Every one has heard how Amrou, after his conquest of Egypt, sent to Caliph Omar to know what should be done with the Alexandrian Library. "If the books agree with the Koran," said the Caliph, "they are superfluous; if they contradict it, they are damnable; in either case, destroy them." So the books were taken and used to light the fires which heated water for the baths; and so vast was the number that, used in this way, they lasted six months! All this happened because John the Grammarian was over-anxious enough to request that the books might be preserved, and thus drew Amrou's attention to them. Great has been the obloquy poured upon Omar for this piece of vandalism, and loud has been the mourning over the treasures of ancient science and literature supposed to have been irrecoverably lost in this ignominious conflagration Theologians, Catholic and Protestant, have been fond of quoting it as an instance of the hostility of Mahometanism to knowledge, and we have even heard an edifying sermon preached about it. On seeing the story put to such uses, one feels sometimes like using the ad hominem argument, and quoting the wholesale destruction of pagan libraries under Valens, the burning of books by the Latin stormers of Constantinople, the alleged annihilation of 100,000 volumes by Genoese crusaders at Tripoli, the book-burning exploits of Torquemada, the bonfire of 80,000 valuable Arabic manuscripts, lighted up in the square of Granada by order of Cardinal Ximenes, and the irreparable cremation of Aztec writings by the first Christian bishops of Mexico. These examples, with perhaps others which do not now occur to us, might be applied in just though ungentle retort by Mahometan doctors. Yet the most direct rejoinder would probably not occur to them: the Alexandrian Library was NOT destroyed by the orders of Omar, and the whole story is a figment!
The very pithiness of it, so characteristic of the excellent but bigoted Omar, is enough to cast suspicion upon it.
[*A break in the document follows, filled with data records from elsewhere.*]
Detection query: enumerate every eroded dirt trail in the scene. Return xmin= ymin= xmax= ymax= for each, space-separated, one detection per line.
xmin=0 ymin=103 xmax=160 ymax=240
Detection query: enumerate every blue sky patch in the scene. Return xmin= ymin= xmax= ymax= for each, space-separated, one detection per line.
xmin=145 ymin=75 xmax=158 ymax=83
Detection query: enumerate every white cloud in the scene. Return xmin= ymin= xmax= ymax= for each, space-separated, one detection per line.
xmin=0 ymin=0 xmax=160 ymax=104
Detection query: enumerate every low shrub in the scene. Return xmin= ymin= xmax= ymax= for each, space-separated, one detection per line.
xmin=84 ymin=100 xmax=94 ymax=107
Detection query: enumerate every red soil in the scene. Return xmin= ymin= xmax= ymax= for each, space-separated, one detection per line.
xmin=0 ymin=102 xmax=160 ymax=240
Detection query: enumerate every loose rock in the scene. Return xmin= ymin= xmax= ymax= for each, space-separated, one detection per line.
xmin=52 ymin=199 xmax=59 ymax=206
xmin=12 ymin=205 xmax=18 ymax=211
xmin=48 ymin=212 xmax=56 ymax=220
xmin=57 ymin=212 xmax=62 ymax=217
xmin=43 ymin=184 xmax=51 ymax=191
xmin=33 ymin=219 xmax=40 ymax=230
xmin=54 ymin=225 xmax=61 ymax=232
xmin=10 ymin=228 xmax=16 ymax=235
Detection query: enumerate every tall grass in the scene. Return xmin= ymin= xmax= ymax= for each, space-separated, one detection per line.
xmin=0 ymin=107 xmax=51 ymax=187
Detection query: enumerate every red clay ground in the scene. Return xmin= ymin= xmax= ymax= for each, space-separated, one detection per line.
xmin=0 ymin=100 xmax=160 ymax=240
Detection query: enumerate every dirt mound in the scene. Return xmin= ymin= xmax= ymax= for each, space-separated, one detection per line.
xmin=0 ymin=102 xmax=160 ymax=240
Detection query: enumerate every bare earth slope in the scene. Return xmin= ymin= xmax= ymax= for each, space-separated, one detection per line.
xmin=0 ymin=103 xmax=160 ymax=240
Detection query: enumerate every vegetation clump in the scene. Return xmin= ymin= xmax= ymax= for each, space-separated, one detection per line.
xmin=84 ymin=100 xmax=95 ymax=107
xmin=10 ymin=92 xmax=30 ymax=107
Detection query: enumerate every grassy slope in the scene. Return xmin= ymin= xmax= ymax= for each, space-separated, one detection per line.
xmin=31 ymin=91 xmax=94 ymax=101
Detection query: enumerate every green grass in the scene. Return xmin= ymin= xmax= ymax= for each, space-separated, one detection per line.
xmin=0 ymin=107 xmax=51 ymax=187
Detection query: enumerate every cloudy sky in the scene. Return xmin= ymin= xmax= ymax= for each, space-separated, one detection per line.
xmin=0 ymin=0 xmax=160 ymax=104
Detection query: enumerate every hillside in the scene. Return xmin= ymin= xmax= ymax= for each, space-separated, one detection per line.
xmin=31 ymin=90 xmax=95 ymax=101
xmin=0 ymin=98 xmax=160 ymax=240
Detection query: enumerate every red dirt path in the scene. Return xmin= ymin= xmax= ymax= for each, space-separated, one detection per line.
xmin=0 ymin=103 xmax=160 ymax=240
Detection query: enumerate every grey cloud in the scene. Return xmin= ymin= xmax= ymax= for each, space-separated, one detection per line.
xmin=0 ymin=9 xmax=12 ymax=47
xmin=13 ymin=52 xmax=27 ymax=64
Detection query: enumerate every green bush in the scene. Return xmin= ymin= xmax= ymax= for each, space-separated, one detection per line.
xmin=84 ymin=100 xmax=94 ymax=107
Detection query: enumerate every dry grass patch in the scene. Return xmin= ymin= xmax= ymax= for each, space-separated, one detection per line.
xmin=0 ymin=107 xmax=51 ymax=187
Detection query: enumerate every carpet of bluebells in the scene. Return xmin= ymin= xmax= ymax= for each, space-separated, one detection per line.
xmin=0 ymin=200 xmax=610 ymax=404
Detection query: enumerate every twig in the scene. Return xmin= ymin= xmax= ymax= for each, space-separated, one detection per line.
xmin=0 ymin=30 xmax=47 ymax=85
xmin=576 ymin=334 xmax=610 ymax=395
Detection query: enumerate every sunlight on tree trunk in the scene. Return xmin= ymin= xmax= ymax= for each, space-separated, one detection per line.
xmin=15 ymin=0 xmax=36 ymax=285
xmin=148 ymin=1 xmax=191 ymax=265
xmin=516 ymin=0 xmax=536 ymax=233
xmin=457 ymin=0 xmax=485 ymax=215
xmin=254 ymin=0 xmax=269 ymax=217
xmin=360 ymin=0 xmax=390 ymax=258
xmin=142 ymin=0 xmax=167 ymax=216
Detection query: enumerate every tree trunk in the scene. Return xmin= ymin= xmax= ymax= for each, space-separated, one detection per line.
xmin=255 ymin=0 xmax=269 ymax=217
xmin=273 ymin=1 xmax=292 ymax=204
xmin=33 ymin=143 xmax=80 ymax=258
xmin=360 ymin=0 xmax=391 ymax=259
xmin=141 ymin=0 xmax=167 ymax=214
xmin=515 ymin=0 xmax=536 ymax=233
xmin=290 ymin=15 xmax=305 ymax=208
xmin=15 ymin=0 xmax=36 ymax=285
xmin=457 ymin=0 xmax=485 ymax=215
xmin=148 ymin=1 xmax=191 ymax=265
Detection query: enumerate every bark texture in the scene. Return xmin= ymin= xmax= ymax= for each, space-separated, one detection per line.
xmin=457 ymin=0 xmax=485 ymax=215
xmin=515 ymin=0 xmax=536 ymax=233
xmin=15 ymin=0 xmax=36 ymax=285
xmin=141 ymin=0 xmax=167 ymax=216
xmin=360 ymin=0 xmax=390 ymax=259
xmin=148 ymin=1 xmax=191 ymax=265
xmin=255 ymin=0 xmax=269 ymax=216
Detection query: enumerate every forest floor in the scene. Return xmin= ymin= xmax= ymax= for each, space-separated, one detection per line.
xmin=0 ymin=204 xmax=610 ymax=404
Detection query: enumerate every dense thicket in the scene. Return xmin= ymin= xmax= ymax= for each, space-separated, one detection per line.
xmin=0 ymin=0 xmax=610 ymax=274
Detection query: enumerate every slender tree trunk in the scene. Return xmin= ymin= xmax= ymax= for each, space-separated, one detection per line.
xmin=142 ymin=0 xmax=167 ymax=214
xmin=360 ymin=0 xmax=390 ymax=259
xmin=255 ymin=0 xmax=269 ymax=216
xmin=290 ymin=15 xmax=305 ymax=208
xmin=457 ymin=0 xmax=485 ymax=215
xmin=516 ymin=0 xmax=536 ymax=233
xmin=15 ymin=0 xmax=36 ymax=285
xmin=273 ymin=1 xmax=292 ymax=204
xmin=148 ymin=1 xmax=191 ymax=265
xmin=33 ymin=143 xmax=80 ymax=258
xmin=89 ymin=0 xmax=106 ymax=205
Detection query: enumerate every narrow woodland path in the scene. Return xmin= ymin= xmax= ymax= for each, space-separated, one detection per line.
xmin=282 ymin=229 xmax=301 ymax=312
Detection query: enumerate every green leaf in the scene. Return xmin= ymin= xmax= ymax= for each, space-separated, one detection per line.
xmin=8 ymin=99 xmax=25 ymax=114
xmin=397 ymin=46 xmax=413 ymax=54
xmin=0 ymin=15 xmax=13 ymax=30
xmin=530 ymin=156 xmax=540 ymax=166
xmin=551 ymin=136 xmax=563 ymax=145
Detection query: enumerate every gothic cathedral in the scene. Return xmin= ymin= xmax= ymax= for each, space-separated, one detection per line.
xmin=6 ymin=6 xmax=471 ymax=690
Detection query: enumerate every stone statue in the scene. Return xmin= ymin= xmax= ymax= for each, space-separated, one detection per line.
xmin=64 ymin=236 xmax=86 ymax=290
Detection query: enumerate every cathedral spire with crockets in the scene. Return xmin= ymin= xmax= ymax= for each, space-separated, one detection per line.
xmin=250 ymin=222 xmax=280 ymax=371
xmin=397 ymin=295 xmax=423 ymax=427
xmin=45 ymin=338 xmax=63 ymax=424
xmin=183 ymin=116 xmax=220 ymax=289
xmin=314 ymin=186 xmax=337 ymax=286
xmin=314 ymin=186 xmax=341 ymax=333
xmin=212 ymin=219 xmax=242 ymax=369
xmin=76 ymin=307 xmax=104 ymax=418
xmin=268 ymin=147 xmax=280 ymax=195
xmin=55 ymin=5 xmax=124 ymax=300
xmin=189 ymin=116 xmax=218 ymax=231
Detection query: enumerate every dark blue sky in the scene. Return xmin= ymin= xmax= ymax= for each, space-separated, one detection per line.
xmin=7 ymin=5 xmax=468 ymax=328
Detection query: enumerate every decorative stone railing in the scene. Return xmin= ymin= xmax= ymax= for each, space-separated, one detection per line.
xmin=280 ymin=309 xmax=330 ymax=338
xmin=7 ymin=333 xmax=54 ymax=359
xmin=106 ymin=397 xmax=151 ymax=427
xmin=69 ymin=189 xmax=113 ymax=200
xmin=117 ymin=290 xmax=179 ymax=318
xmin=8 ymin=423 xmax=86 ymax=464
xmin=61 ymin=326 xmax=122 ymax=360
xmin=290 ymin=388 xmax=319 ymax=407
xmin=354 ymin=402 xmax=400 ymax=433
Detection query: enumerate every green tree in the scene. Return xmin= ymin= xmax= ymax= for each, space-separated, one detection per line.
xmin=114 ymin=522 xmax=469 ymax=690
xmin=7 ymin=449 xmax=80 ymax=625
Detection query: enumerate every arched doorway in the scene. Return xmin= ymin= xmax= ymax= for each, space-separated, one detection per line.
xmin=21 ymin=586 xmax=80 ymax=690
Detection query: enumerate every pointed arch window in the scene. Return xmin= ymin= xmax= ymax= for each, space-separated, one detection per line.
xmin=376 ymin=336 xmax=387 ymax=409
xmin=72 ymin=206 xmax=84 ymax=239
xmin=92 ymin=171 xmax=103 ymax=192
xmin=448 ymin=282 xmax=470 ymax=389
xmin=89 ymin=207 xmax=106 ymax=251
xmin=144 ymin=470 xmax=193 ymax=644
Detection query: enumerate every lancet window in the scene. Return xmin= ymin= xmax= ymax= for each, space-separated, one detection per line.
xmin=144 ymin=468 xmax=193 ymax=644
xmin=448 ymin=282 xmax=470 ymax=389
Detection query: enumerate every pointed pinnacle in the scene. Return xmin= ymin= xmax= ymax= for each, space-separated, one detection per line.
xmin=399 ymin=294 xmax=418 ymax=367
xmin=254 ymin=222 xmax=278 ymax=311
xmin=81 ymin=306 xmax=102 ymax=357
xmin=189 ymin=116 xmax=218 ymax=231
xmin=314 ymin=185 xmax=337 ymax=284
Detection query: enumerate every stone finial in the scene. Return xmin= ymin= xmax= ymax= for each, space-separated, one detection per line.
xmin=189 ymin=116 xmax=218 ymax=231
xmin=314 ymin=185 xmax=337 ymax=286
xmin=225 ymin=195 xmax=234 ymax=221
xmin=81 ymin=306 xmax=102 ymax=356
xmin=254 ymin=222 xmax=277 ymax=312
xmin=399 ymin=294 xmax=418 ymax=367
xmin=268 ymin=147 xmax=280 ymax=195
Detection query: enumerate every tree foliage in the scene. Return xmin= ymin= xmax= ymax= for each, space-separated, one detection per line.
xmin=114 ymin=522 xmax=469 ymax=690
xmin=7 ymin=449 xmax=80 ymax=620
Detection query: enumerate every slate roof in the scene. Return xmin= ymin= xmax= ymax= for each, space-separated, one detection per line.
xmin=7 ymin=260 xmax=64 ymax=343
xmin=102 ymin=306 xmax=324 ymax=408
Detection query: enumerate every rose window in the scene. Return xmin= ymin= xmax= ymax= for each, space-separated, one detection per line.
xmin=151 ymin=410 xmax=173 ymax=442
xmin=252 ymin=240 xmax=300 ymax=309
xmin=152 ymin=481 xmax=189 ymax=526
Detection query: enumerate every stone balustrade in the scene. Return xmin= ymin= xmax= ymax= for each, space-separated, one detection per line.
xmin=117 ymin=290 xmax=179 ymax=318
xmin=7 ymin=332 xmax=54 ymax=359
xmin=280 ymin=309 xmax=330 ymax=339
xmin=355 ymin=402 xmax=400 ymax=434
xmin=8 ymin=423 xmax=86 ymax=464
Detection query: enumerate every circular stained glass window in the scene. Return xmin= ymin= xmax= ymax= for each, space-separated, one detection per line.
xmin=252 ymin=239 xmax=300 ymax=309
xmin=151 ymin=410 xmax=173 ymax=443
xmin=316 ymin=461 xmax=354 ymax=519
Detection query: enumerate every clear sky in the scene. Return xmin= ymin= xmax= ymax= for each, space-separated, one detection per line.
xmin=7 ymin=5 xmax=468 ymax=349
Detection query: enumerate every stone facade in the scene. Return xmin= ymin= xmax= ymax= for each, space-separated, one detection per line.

De Quincey tells us that "if a saying has a proverbial fame, the probability is that it was never said." How many amusing stories stand a chance of going down to posterity as the inventions of President Lincoln, of which, nevertheless, he is doubtless wholly innocent! How characteristic was Caesar's reply to the frightened pilot! Yet in all probability Caesar never made it.
Now for the evidence. Alexandria was captured by Armrou in 640. The story of the burning of the library occurs for the first time in the works of Abulpharagius, who flourished in 1264. Six hundred years had elapsed. It is as if a story about the crusades of Louis IX. were to be found for the first time in the writings of Mr. Bancroft. The Byzantine historians were furiously angry with the Saracens; why did they, one and all, neglect to mention such an outrageous piece of vandalism? Their silence must be considered quite conclusive. Moreover we know "that the caliphs had forbidden under severe penalties the destruction" of Jewish and Christian books, a circumstance wholly inconsistent with this famous story. And finally, what a mediaeval recklessness of dates is shown in lugging into the story John the Grammarian, who was dead and in his grave when Alexandria was taken by Amrou!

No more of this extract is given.